Background: Molecular profiling is quickly becoming standard for patients with advanced cancer, with an increasing number of biomarker-directed therapies and innovative precision diagnostics available. However, with the expansion of relevant biomarkers, clinicians often face challenges obtaining optimal detection from limited tumor tissue. Here, we present biomarker detection rates from comprehensive genomic and immune profiling (CGIP) performed as a component of routine clinical care using a multi-modal testing strategy.

Methods: CGIP was performed on 20,645 solid tumor specimens in a CAP/CLIA and NYS CLEP-certified reference laboratory, including DNA- and RNA-based next-generation sequencing (NGS), RNA gene expression profiling, and PD-L1 immunohistochemistry (IHC). RNA and DNA were co-extracted to optimize tissue usage. Clinical significance of detected biomarkers was classified in accordance with the joint consensus recommendations of the Association for Molecular Pathology (AMP), American Society of Clinical Oncology (ASCO), and the College of American Pathologists (CAP).

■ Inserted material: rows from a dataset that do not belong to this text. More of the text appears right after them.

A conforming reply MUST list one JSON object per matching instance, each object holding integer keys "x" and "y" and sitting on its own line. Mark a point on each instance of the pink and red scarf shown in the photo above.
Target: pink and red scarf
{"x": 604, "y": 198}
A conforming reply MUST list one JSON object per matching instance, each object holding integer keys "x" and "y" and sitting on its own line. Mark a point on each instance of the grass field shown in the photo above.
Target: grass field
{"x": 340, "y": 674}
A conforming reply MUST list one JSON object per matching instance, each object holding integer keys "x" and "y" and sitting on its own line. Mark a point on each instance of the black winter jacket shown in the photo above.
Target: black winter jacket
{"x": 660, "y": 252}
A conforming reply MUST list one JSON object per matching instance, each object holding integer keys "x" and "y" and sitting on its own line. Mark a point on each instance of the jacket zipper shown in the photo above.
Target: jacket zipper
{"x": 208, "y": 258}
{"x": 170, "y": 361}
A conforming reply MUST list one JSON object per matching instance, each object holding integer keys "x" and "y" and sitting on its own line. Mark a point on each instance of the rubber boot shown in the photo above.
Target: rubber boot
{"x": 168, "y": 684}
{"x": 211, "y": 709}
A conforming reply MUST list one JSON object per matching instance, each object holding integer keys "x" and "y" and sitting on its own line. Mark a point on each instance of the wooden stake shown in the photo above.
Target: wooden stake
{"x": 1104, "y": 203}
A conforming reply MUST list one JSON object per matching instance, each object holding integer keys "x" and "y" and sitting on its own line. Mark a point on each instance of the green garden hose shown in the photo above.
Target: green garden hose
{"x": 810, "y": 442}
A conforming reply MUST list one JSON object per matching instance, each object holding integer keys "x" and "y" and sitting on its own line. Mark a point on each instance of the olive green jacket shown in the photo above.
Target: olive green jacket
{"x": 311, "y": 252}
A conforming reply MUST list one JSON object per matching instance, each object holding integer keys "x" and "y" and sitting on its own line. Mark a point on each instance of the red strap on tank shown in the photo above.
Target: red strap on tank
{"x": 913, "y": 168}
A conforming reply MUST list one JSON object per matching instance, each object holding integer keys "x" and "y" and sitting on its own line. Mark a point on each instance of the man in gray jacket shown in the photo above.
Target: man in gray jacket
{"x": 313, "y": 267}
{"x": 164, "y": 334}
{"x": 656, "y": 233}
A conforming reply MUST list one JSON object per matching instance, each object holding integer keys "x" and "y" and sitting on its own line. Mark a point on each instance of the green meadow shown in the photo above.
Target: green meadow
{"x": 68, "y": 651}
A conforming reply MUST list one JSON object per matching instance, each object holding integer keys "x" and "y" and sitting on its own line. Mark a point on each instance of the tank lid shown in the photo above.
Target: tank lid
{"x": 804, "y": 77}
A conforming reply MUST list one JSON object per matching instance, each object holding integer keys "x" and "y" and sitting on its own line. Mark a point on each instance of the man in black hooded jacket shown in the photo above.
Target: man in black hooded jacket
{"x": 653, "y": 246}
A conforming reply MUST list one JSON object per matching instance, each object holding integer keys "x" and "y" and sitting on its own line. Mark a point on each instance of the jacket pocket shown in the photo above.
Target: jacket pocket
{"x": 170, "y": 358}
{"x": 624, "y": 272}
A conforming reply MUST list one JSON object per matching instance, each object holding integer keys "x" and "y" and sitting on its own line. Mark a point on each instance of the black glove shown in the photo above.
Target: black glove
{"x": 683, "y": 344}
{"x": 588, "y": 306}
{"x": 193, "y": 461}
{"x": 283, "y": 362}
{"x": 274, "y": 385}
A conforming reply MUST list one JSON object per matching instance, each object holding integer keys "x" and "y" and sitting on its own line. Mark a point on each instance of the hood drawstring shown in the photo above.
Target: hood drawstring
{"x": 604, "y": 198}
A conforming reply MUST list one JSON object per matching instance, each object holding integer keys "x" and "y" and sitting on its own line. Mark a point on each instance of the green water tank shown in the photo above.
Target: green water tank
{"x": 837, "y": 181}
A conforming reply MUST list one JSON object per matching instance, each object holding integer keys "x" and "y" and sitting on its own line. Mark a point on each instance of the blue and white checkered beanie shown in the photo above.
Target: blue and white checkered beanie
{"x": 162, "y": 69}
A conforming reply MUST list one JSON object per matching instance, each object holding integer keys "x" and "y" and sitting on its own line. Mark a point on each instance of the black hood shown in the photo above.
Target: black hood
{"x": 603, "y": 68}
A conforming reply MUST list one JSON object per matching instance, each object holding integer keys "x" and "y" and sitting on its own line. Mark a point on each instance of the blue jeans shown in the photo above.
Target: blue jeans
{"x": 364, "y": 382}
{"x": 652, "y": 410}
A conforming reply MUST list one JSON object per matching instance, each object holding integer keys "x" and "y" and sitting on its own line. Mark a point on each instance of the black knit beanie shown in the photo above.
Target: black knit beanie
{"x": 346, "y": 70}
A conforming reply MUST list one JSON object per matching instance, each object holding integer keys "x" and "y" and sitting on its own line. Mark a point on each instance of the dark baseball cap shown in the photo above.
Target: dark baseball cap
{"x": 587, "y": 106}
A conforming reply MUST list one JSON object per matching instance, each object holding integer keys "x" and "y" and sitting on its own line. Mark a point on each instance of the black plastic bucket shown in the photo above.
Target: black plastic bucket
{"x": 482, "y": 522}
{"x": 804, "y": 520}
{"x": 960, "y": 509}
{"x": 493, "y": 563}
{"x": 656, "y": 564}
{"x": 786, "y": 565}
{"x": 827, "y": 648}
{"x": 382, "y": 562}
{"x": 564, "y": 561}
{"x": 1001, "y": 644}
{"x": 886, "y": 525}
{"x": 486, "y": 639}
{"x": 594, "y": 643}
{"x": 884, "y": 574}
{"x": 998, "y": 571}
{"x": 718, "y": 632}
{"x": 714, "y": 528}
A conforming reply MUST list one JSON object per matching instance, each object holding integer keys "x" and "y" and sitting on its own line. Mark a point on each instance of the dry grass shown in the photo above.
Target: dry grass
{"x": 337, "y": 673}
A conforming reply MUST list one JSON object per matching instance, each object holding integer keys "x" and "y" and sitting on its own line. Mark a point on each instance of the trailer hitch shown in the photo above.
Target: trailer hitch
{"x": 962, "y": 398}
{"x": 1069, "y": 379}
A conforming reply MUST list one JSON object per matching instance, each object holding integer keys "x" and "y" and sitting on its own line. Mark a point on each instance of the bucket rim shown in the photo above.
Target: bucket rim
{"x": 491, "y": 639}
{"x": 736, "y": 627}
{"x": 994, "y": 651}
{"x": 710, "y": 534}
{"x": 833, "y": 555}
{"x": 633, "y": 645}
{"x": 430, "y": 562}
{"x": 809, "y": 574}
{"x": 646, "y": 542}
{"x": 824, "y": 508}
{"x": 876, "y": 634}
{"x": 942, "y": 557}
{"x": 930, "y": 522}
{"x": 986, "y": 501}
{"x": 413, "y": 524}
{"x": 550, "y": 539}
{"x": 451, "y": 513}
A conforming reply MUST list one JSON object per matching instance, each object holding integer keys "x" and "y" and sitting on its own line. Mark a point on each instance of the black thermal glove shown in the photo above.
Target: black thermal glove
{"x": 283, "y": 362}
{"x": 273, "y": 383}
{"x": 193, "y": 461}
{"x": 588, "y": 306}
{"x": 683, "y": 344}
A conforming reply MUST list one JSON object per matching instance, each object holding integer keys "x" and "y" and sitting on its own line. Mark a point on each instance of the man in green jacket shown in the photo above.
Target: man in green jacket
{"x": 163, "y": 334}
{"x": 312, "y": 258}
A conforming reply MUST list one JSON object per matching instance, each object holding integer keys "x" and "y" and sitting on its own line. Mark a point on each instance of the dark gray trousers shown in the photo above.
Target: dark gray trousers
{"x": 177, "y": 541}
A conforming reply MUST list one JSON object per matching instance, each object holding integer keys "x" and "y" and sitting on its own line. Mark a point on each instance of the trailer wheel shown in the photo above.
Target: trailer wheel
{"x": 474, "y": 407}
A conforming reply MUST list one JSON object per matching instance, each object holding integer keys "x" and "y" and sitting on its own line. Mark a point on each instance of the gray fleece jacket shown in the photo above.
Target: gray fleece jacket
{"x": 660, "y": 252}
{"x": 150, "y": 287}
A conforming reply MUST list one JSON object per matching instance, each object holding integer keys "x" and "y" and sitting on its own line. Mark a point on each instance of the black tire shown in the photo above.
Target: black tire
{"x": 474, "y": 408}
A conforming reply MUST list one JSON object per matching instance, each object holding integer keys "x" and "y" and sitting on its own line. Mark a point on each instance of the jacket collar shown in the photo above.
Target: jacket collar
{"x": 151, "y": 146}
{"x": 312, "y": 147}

Results: Adequacy of specimens for analysis with each test component varied from 99.8% (20,612) for PD-L1 IHC to 87.7% (18,113) for RNA-based NGS. DNA-based NGS had a > 96.0% success rate across all result components (short variants, copy number alterations, and genomic signatures), while RNA-based NGS and gene expression profiling were successful for 92.1% (16,689) and 90.2% (17,275) of cases, respectively. Median turnaround time from specimen receipt in the testing laboratory to report delivery was 8 days (range 1-35). Within our cohort of 15,815 cases with complete results available, 61.0% (9650) had at least one tier 1 biomarker with known clinical significance, 88.8% (14,039) had at least one tier 2 biomarker with potential clinical significance, 57.5% (9,090) had both tier 1 and 2 biomarkers, and 7.7% (1216) had no clinically significant biomarkers detected. Biomarker detection rates varied across tumor types, increasing with the addition of testing modalities.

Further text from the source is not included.